Maybe it's a link between Dada and the twins, but still no tie-in with Claire.
Except for the fact that she went to the movies. Hell, can't you see me explaining that to her parents? I showed her picture to the bums and they didn't recognize her.
No surprise, why would she have gone down to some South Central wino kip? I'm gonna head back tonight to that place in Toluca Lake where Richard used to wait tables-the
Oak Barrel. It's a long shot, but maybe Claire dined there. For all we know, Mr.
Wark picked up both of 'em there-and incidentally, you were right about Wark being
D. W. Griffith's middle name. I looked it up. So this asshole sees himself as a cinema hotshot."
He scratched his head. "This is exactly the kind of flaky bullshit I hate dealing with. Why would Wark-or anyone else-bump offhis cast?" "Keeping the budget low?" I said. "Better not give the studios any ideas. Seriously, what's going on here?
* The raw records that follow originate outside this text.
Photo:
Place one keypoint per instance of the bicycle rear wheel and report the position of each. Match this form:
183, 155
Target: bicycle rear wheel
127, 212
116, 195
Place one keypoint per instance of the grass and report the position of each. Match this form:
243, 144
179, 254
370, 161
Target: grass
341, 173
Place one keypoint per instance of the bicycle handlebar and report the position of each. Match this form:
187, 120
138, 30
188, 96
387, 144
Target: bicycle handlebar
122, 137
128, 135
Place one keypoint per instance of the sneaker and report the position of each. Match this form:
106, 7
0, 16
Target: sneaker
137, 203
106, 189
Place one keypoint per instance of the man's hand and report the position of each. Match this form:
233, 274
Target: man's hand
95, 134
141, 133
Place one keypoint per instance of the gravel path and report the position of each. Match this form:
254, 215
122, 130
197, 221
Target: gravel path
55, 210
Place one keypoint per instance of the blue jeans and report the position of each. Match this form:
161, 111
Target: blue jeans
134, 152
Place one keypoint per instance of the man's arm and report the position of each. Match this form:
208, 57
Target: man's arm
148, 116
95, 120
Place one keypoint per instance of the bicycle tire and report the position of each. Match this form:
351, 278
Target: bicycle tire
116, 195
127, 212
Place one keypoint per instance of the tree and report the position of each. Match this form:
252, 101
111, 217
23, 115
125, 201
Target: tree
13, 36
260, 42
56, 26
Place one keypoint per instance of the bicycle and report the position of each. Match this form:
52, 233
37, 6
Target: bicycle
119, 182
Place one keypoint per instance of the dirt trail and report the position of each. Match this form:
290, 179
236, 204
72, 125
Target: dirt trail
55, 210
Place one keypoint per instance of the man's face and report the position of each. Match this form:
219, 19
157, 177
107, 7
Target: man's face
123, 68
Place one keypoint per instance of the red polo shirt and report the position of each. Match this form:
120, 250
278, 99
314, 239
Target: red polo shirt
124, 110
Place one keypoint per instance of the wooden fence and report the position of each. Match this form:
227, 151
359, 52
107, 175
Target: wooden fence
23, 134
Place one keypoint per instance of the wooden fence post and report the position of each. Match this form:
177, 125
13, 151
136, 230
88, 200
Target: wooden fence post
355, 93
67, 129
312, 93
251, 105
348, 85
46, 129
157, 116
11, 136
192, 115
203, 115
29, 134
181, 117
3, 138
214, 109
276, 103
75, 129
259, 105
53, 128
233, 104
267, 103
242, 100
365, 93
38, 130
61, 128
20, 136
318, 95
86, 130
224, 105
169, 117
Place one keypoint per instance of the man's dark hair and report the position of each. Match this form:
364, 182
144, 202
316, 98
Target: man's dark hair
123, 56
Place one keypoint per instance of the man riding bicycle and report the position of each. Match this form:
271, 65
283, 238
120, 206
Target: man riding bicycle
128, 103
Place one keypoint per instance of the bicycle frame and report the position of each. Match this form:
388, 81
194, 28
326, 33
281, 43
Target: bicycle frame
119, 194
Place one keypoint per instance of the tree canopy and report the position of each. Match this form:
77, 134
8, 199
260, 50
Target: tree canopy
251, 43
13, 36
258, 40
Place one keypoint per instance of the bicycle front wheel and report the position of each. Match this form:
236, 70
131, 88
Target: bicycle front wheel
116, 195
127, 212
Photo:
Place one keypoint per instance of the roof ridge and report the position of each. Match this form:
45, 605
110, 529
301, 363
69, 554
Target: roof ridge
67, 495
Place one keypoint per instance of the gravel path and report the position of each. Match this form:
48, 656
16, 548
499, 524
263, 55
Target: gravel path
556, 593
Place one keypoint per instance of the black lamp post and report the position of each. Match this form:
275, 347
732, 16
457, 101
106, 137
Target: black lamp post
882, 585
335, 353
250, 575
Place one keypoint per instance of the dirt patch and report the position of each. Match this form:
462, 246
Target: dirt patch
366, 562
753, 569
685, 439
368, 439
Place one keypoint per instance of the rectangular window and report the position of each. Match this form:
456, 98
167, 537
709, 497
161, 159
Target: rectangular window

And how-and why-would a robot like Peake be clued in?" "Maybe Wark's filming murder." "A snuff thing?"
"That, or a variant-not necessarily a sexual angle. A chronology of unnatural death-a literal blood walk. For the underground market. That would explain why the script's never been registered and why Wark used a fake name to rent his equipment and cut out on the bill. It could also explain the diversity of victims and methods.
And the ritualism. We could be dealing with someone who sees himself as a splatter auteur. Playing God by setting up characters-real people- then bumping them off.
Psychopaths depersonalize their victims. Wark could be accomplishing the ultimate degradation: reducing his 'cast' to prototypes: The Twins, The Actor, that kind of thing. It's cruel, primitive thinking-exactly the way kids play out their anger.
Some angry kids never grow up. As far as Peake is concerned, he could be involved because Wark wants him involved. Because Wark's someone out of Peake's past. Wark's mightily affected by Peake's crimes. Now he's creating his own production, wants to integrate Peake into the process. And I've got a possible candidate for Wark: a fellow named Derrick Crimmins."